Search code examples
huggingface-transformersgit-lfs

If I just want to use current version of files, do I still need the objects under .git/lfs?


Use an example to explain.

I use these commands to download bart-large from huggingface:

git lfs install
git clone https://huggingface.co/facebook/bart-large

The downloaded folder bart-large has size of 11 GB. The size of .git/lfs alone is 5.2 GB.

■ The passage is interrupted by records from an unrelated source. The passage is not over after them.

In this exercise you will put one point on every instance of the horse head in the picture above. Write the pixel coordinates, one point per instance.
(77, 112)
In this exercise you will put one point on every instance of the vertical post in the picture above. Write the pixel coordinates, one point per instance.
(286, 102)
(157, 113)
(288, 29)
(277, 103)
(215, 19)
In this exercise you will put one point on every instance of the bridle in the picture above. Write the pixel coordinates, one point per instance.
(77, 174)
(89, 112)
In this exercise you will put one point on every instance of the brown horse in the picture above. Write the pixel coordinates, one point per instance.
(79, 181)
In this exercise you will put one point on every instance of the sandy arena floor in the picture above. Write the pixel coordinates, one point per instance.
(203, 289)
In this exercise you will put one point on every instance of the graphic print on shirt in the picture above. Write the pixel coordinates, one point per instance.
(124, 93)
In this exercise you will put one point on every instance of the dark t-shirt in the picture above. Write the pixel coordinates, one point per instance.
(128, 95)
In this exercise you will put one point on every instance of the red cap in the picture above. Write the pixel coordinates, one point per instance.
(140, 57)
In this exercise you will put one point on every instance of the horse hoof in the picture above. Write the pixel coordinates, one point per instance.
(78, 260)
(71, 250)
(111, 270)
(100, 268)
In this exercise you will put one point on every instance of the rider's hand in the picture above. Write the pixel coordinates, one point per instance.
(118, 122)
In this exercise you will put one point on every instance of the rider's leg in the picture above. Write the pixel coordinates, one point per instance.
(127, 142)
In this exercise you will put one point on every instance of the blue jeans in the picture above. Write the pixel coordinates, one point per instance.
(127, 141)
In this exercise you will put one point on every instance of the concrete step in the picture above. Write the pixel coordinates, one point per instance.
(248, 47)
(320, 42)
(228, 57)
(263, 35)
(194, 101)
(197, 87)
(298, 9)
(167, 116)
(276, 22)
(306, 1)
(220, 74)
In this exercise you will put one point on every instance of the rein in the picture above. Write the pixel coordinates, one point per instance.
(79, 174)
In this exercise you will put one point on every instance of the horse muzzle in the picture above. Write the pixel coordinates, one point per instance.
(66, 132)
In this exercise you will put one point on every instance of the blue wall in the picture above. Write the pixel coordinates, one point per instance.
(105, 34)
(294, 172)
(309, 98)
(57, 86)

I remove the objects under .git/lfs and still can load the models from the local bart-large folder. This makes me wonder if I just want to use the current version of models and will not modify the repo, do I still need objects under .git/lfs?


Solution

  • You should not just delete files from under .git/lfs. If you want to prune all unpushed objects, including those in the working tree, you can use git lfs prune --force to do so, which will free those objects. On some systems, you can de-duplicate the files in the working tree with git lfs dedup instead of using git lfs prune --force; whether that works depends on your operating system and file system. (It works on macOS with APFS, Windows with ReFS, and Linux with XFS and BTRFS, possibly among others.) You can try it and it will inform you whether de-duplication is possible.

    Note that git lfs prune --force does not delete unpushed objects, since they're not on the server; doing so would cause data loss, which is why you shouldn't just delete files from under .git/lfs, since that does, too.